HELLENSMUSIC Much Marcle May 16 and 17 by Christopher Morley
Written in a 1000-year-old haunted house...
From its founding in 2013, the vibrant Hellensmusic festival has established a homely, charming but purposeful character all its own. Though centring on the medieval manor house set in idyllic surroundings, there are no country-house pretensions pandering to the hoorays. Instead there is a well-structured determination to involve local schoolchildren, students from many of the UK's great Conservatoires, and seasoned professionals from some of Europe's finest orchestras in a week of high-powered music-making.
Each year the festival adds an element, this time including an additional concert in the adjacent, equally historic St Bartholomew's Church, and featuring the bandoneon, an exotic instrument probably never heard in the venue before. A cross between the accordion and the concertina, it has a remarkable ability to subsitute for an organ in religious and baroque works, and Omar Massa, enthralled us in music by Frescobaldi and Bach.
He drew tones ranging from the wheedling and caressing to the austere (as in a Bach Little Organ fugue, magisterially delivered), and supplied continuo to Hellens stalwarts Markus Daunert, so expressively virtuosic in a Corelli violin sonata, and cellist Bruno Delepelaire bringing varied colouring and attack to a Vivaldi sonata.

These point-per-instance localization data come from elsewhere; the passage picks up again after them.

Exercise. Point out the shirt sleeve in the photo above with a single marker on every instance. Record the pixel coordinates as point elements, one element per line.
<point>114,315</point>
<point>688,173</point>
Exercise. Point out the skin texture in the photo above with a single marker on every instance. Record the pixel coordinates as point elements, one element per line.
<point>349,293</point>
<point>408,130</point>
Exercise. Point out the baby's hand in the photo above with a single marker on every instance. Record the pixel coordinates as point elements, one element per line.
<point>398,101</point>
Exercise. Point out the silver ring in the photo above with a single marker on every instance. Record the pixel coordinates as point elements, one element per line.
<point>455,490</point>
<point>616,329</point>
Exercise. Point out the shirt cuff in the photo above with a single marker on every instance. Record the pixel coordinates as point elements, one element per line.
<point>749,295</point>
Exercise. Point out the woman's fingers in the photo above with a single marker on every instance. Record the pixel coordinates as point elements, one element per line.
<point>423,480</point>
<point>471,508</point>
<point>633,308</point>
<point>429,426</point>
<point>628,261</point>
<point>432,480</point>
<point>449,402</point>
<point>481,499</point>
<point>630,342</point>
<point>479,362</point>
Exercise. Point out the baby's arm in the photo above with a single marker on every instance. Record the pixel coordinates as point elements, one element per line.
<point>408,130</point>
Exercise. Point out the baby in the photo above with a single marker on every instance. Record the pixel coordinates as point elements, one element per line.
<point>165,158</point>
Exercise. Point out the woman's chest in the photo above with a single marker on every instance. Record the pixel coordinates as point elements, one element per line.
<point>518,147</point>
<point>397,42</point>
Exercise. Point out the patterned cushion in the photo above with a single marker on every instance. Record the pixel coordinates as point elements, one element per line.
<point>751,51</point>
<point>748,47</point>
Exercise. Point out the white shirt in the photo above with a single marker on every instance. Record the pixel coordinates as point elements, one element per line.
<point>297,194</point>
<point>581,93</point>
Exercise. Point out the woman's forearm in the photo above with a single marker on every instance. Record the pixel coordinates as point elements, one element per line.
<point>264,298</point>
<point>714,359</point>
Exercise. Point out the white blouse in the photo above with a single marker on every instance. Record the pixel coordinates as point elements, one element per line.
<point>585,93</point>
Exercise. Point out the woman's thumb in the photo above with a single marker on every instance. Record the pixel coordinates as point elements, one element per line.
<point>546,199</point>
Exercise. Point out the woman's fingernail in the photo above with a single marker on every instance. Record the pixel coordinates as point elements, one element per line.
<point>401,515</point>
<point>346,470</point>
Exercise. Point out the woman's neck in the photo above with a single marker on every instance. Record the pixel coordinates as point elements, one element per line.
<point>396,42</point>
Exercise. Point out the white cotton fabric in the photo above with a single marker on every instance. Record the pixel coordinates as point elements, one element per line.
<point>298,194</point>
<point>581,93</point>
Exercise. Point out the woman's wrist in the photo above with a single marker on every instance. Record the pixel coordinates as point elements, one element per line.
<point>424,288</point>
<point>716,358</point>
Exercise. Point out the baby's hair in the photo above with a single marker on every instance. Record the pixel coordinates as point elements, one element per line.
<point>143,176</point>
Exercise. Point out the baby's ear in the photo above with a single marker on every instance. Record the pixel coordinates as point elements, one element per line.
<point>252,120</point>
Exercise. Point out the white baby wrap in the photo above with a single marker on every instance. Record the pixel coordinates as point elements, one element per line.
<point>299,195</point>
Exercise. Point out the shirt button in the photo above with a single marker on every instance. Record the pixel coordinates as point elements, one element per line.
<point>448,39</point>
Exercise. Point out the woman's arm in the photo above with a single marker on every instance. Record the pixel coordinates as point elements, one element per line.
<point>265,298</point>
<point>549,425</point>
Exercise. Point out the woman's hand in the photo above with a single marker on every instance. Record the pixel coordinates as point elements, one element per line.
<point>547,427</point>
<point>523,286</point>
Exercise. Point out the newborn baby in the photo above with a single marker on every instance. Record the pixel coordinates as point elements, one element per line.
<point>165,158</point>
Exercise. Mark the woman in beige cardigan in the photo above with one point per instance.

But it is for the Argentinian tango that the bandoneon is most renowned, and in a sequence of works by the great Astor Piazzolla the trio, joined for one number by festival co-director and violist Mate Szucs, metaphorically raised the roof in Massa's brilliant arrangements which brought verve, louche sadness, wit and spectacle to these wonderful creations. Adios Nonino was particularly memorable with its mix of flaring masculinity and deep, painful melancholy.
Mate's colleague co-director, Christian Blackshaw, gave his annual piano recital in the church next evening, with a revealing journey through three sonatas composed within a span of 40 years.
There is no fuss in Blackshaw's performances. He just sits at the piano (a bravely unflappable Steinway here) and quietly gets on with the business of applying his probing musical intelligence and consummate technique to the matter in hand, and with no prolonged gaps between movements.
To Mozart's profound F major Sonata K533/494 he brought a crispness of attack which inevitably evoked the contemporaneous fortepiano, and an ability to sustain the music's purposeful contrapuntal lines. And then, in the huge culture-shock which is Beethoven's E major Sonata Op. 109, he emphasised the music's improvisatory quality, melding its many ideas into a complex unity, and concluding with a set of variations which seemed stellar in his outreaching.
Blackshaw brought us back to earth with Schubert's late C minor Sonata, controlling its drama atmospherically within the now twilit church, and allowing its cascade of notes to tumble without any display of extroversion. But not even Blackshaw could dispel the suspicion that Schubert had an arrangement with his publishers to be paid by the quaver.